The paprika is truly the heart of this dish. I once made it without when I ran out and while still good it lacked that distinctive warmth and depth that makes it special. Now I keep Spanish paprika specifically for this recipe because its sweet smoky quality transforms ordinary ingredients into something magnificent.
The Secret to Perfect Texture
The key to this dish is patience with the cooking times. Rushing the initial searing process or cutting the simmer time short will result in tough chicken and underdeveloped flavors. Allow each stage its proper time and you'll be rewarded with chicken that practically falls off the bone and vegetables that melt into a silky sauce.
Make It Your Own
While the classic recipe is perfect as is there are endless ways to personalize this dish. Try adding a handful of pitted olives during the final simmer for a briny contrast. Spice lovers can incorporate a pinch of red pepper flakes with the paprika. For extra richness stir in a splash of heavy cream just before serving. Each variation creates a slightly different experience while maintaining the soul of the dish.
Serving Suggestions
This versatile dish pairs beautifully with so many sides. My family especially loves it with crusty bread for soaking up the flavorful sauce. For a more substantial meal serve it over fluffy white rice or creamy polenta. A simple green salad dressed with lemon and olive oil provides a bright counterpoint to the rich flavors of the chicken and sauce.

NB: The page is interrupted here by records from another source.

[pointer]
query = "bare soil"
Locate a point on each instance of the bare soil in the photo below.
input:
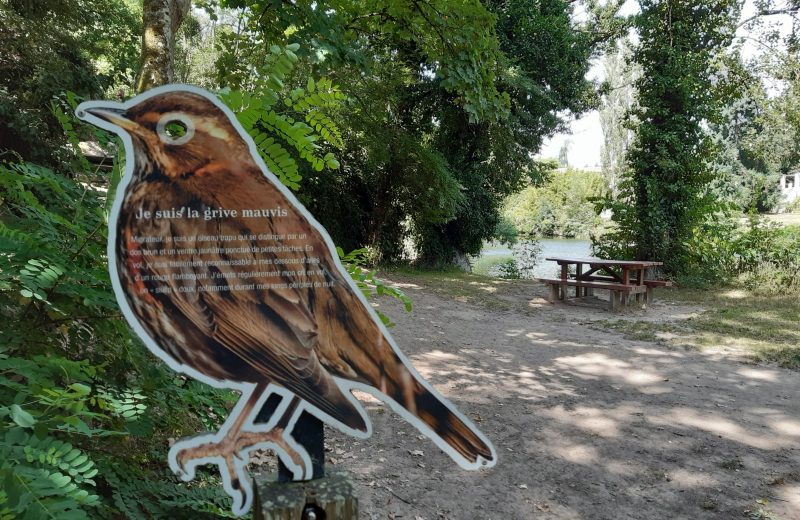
(587, 424)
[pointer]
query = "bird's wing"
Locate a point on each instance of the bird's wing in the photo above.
(269, 330)
(349, 343)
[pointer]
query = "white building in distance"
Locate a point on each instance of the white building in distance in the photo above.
(790, 188)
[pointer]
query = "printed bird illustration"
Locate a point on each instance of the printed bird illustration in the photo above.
(228, 278)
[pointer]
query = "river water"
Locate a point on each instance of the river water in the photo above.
(550, 247)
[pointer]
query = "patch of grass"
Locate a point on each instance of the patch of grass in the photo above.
(784, 218)
(636, 330)
(475, 289)
(762, 328)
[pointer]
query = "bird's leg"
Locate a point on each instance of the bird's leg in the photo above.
(229, 452)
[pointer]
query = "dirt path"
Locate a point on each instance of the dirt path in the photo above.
(588, 425)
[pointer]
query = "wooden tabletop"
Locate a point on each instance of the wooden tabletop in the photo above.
(636, 264)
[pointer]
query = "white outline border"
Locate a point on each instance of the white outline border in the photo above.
(243, 505)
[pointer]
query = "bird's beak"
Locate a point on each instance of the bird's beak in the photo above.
(115, 116)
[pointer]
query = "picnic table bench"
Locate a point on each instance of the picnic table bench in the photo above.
(622, 278)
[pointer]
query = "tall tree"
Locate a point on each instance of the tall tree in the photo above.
(616, 104)
(161, 18)
(461, 94)
(669, 156)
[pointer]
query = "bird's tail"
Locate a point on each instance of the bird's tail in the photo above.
(435, 414)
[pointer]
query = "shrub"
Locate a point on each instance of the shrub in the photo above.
(562, 207)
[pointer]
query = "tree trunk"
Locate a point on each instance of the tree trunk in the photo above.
(161, 21)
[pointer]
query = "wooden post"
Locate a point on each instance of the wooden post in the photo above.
(613, 300)
(553, 292)
(327, 498)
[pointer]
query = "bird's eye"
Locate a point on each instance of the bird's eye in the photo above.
(175, 128)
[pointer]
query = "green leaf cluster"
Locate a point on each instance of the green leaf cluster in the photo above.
(279, 119)
(86, 412)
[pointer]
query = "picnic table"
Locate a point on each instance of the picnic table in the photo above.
(622, 278)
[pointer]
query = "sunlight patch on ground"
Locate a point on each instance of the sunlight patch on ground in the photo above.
(404, 285)
(686, 479)
(576, 453)
(790, 494)
(599, 422)
(596, 364)
(720, 426)
(758, 373)
(789, 427)
(656, 352)
(735, 294)
(484, 287)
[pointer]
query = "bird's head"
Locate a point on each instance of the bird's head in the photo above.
(177, 131)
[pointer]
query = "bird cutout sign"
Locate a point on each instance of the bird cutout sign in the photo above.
(228, 278)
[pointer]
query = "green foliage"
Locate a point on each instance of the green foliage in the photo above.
(561, 207)
(446, 103)
(664, 197)
(506, 232)
(370, 285)
(49, 46)
(761, 257)
(496, 267)
(271, 118)
(85, 410)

Patience rewards you with a meal bursting with flavors and textures that will delight family and guests alike!
Frequently Asked Questions
- → Can I use boneless chicken for this dish?
Bone-in chicken thighs are recommended for the best flavor and tenderness, but boneless thighs can be used. Adjust the cooking time accordingly.

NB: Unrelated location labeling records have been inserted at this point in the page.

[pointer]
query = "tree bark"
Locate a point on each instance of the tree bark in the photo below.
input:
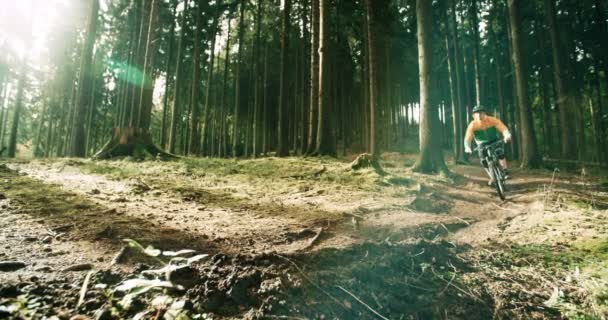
(78, 148)
(224, 102)
(193, 147)
(457, 102)
(257, 80)
(283, 127)
(372, 79)
(431, 157)
(325, 141)
(530, 157)
(476, 52)
(237, 87)
(163, 134)
(314, 77)
(564, 103)
(175, 112)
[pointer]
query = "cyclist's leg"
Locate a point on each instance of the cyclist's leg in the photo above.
(484, 164)
(502, 160)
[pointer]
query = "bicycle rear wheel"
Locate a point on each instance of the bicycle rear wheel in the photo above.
(499, 183)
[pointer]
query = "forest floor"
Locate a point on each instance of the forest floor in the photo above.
(298, 239)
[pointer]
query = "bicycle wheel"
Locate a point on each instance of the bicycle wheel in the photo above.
(498, 182)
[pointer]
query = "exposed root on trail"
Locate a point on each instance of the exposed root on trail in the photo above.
(131, 142)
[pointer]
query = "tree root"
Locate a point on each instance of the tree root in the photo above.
(366, 160)
(131, 142)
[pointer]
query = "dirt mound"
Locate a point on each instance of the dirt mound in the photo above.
(416, 280)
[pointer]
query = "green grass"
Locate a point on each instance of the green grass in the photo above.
(41, 198)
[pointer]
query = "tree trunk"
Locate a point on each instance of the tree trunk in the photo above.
(210, 80)
(224, 102)
(457, 102)
(193, 147)
(283, 127)
(476, 52)
(372, 79)
(431, 157)
(256, 81)
(163, 130)
(128, 140)
(237, 80)
(314, 77)
(78, 148)
(175, 112)
(12, 141)
(530, 157)
(564, 103)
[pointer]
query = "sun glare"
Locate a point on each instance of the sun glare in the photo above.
(26, 26)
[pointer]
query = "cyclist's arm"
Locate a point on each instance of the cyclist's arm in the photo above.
(468, 138)
(500, 126)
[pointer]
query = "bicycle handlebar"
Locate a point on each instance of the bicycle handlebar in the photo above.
(486, 146)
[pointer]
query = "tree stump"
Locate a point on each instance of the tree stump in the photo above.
(366, 160)
(130, 142)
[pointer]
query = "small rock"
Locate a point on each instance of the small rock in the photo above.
(43, 269)
(11, 265)
(102, 314)
(186, 277)
(79, 267)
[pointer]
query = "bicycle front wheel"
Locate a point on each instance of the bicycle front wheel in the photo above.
(499, 183)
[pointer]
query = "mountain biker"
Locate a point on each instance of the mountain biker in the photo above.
(485, 129)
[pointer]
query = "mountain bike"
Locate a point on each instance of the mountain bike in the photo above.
(490, 159)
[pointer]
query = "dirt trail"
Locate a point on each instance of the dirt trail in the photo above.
(342, 232)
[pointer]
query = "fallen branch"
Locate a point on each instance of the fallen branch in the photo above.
(353, 215)
(506, 209)
(312, 282)
(314, 239)
(461, 219)
(363, 303)
(83, 290)
(118, 257)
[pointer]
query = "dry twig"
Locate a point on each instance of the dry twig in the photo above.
(363, 303)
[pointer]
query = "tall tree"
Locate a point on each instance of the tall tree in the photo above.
(325, 137)
(283, 127)
(530, 157)
(12, 140)
(168, 78)
(237, 80)
(564, 101)
(431, 156)
(193, 148)
(371, 78)
(458, 104)
(127, 140)
(175, 108)
(210, 80)
(314, 77)
(475, 26)
(84, 84)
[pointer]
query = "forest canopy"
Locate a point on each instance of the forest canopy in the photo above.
(232, 78)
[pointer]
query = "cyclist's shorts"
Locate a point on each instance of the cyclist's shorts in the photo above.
(500, 153)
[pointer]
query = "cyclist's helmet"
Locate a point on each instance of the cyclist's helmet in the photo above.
(479, 108)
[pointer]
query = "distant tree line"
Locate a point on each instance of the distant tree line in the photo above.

- → What is the best side dish to serve with Nigella Chicken Basque?
This dish pairs beautifully with crusty bread, rice, or even mashed potatoes to soak up the flavorful sauce.
- → Can I make this dish spicier?
Yes, you can increase the paprika or add a pinch of chili flakes to elevate the spice level to your preference.
- → Can I prepare this meal in advance?
Yes, you can prepare it a day ahead. The flavors deepen as it rests, making it even tastier when reheated.
- → Can I substitute the white wine in the recipe?
If you prefer not to use white wine, you can substitute it with chicken stock or a splash of apple cider vinegar for acidity.